WTO reflects on intellectual property waivers for vaccines

By JAMEY KEATEN
GENEVA (AP) – Ambassadors of World Trade Organization countries on Wednesday resumed talks on trade rules protecting the technological know-how behind COVID-19 vaccines as growing pressure on rich countries to relax them – in order to help the poorest countries to fight against the pandemic.
The WTO General Council was considering a temporary waiver for intellectual property protection that South Africa and India first proposed in October. The idea has gained support from the developing world and some progressive lawmakers in the West.
The authors of the proposal, which met resistance from many countries with influential pharmaceutical and biotechnology industries, revised it in the hope of making it more acceptable.
No consensus – required by WTO rules – was to emerge from the two-day meeting of ambassadors on Wednesday and Thursday.
The co-sponsors of the idea were shuttling between the various diplomatic missions to assert their point of view, according to a Geneva trade official who was not authorized to speak publicly on the issue. A stalemate persists and the opposing sides remain very distant, the official said.
Some supporters saw more hope for the proposal after U.S. President Joe Biden’s chief trade official Katherine Tai said last month that gaping inequalities in access to COVID-19 vaccines among developed countries and developing countries were “totally unacceptable” and that the mistakes made in the global response to the HIV pandemic must not be repeated.
The argument, part of a long-standing debate over intellectual property protections, focuses on lifting patents, copyrights, and protections for industrial design and confidential information to help expand production and deployment of vaccines in the event of a supply shortage. The goal is to put the rules on hold for several years, just long enough to beat the pandemic.
The issue has become more urgent with an increase in cases in India, the second most populous country in the world and a key producer of vaccines, including one for COVID-19 which relies on technology from the University of Oxford and the Anglo-pharmaceutical manufacturer. -Swedish AstraZeneca.

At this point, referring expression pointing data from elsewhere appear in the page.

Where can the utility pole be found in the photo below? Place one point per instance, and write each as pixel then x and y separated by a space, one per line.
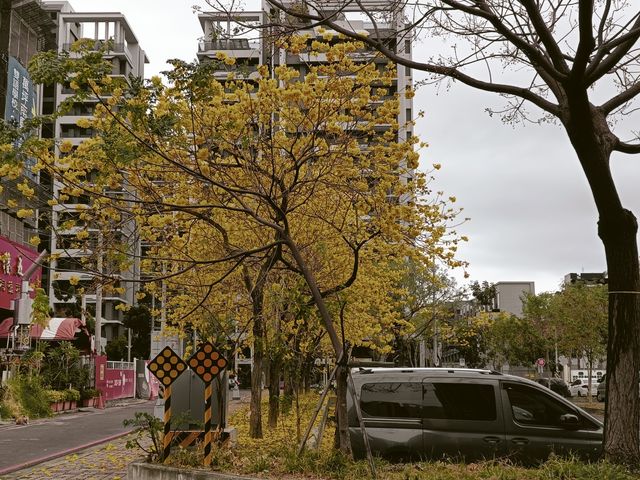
pixel 23 304
pixel 98 329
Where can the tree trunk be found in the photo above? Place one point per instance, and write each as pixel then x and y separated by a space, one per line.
pixel 622 408
pixel 274 392
pixel 342 430
pixel 255 415
pixel 341 439
pixel 593 141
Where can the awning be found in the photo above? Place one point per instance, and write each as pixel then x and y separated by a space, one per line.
pixel 58 329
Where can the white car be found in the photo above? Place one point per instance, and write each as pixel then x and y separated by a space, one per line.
pixel 580 387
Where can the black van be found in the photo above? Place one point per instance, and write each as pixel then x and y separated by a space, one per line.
pixel 440 412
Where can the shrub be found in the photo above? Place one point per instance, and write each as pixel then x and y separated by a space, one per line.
pixel 55 396
pixel 26 396
pixel 72 395
pixel 89 393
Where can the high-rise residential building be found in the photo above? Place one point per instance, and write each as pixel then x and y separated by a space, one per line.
pixel 25 29
pixel 128 60
pixel 244 35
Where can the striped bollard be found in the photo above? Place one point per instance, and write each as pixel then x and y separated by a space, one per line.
pixel 166 439
pixel 208 395
pixel 166 367
pixel 207 363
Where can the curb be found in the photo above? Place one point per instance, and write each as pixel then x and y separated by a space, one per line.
pixel 52 456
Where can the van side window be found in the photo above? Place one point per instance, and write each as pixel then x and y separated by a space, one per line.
pixel 391 399
pixel 530 406
pixel 459 401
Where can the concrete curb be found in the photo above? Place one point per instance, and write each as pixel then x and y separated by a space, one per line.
pixel 69 451
pixel 150 471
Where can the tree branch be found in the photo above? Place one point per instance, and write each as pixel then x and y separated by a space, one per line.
pixel 446 71
pixel 621 99
pixel 599 67
pixel 553 50
pixel 625 147
pixel 587 43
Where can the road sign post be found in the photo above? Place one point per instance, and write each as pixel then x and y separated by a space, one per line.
pixel 208 363
pixel 166 367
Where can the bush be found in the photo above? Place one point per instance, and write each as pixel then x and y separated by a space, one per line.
pixel 55 396
pixel 26 396
pixel 89 393
pixel 72 395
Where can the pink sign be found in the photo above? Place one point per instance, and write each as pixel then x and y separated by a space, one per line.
pixel 114 383
pixel 15 259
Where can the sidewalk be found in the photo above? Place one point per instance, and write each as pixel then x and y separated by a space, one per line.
pixel 103 462
pixel 7 424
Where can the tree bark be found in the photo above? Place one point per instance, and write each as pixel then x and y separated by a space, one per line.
pixel 274 392
pixel 622 408
pixel 341 439
pixel 593 141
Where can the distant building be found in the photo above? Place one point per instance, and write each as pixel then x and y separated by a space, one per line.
pixel 127 59
pixel 509 296
pixel 586 278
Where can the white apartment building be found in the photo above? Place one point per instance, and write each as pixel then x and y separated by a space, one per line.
pixel 235 37
pixel 127 58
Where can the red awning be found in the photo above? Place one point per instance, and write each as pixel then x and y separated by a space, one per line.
pixel 58 329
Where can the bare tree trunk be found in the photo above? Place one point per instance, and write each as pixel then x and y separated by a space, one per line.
pixel 622 409
pixel 255 415
pixel 274 392
pixel 617 227
pixel 341 440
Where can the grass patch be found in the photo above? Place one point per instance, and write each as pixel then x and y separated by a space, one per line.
pixel 24 395
pixel 275 456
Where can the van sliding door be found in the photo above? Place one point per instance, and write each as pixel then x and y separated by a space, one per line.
pixel 462 418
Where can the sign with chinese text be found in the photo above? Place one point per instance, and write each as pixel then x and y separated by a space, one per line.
pixel 15 259
pixel 20 103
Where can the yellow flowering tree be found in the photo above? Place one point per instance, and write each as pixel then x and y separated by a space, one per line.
pixel 229 182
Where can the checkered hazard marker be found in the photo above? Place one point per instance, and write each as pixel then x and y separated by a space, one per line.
pixel 207 363
pixel 166 367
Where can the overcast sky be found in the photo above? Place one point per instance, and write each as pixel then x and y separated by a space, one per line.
pixel 532 214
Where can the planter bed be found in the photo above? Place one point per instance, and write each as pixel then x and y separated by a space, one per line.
pixel 150 471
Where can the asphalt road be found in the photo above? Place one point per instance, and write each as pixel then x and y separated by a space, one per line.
pixel 40 440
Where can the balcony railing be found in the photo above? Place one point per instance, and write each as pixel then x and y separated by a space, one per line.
pixel 226 44
pixel 99 45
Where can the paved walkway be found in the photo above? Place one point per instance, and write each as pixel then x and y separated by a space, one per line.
pixel 104 462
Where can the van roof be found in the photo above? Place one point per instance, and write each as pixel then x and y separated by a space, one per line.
pixel 430 370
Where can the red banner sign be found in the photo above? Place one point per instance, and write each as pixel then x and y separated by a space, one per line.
pixel 15 259
pixel 114 383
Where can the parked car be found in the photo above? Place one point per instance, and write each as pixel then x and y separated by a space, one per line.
pixel 555 385
pixel 580 387
pixel 441 412
pixel 601 391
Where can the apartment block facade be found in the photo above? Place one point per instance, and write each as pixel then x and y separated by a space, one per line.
pixel 25 29
pixel 242 36
pixel 128 59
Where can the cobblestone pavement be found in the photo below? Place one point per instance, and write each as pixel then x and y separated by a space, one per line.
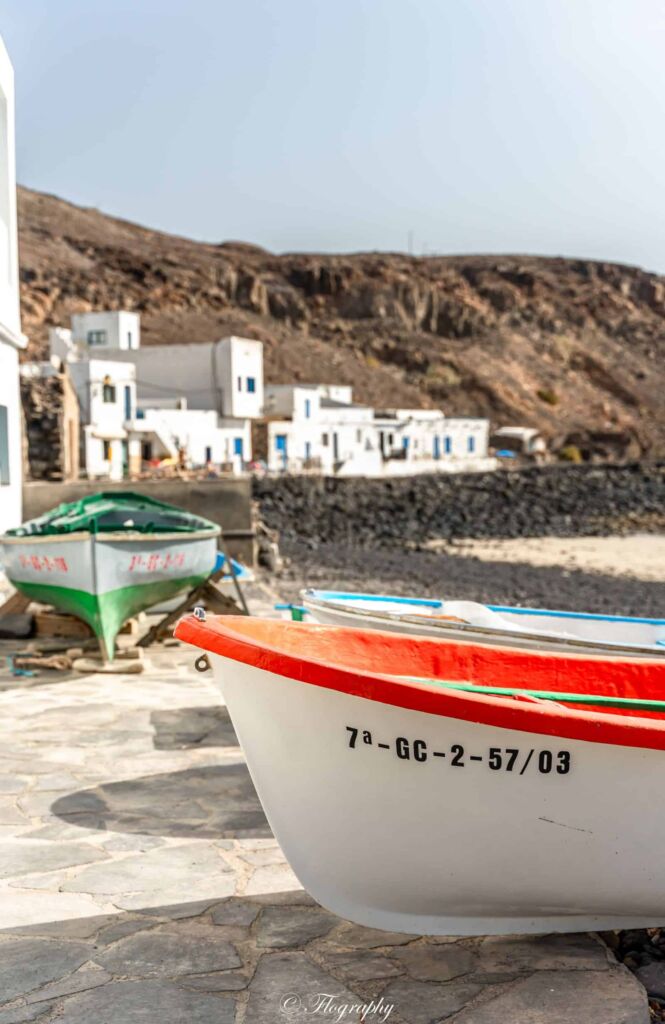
pixel 139 883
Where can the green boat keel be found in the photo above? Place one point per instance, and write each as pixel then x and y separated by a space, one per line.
pixel 106 613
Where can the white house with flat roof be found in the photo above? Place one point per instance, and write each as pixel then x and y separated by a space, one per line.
pixel 206 404
pixel 11 339
pixel 306 430
pixel 191 403
pixel 107 396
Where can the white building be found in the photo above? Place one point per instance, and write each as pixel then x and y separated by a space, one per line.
pixel 196 403
pixel 191 403
pixel 225 376
pixel 107 395
pixel 96 335
pixel 308 430
pixel 11 340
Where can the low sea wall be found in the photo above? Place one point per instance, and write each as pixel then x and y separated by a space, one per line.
pixel 226 502
pixel 563 501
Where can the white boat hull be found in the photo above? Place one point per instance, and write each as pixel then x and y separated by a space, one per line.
pixel 599 634
pixel 392 827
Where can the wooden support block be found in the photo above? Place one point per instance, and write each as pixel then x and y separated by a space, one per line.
pixel 53 624
pixel 14 605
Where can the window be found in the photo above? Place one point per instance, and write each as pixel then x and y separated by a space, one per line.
pixel 4 445
pixel 96 337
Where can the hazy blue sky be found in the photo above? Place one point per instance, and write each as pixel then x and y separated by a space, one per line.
pixel 478 125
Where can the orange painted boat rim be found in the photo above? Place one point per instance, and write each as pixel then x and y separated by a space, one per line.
pixel 354 662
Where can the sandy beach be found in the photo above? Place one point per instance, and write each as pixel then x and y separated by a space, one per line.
pixel 640 556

Supporters, including the Director-General of the World Health Organization, Tedros Adhanom Ghebreyesus, note that such waivers are part of the WTO toolkit and insist there are no better time to use them than during the once-in-a-century pandemic that claimed 3.2 million lives, infected over 437 million people and devastated economies.
Opponents say a waiver would not be a panacea. They insist that the production of COVID-19 vaccines is complex and simply cannot be accelerated by facilitating intellectual property and claim that lifting protections could hinder future innovation.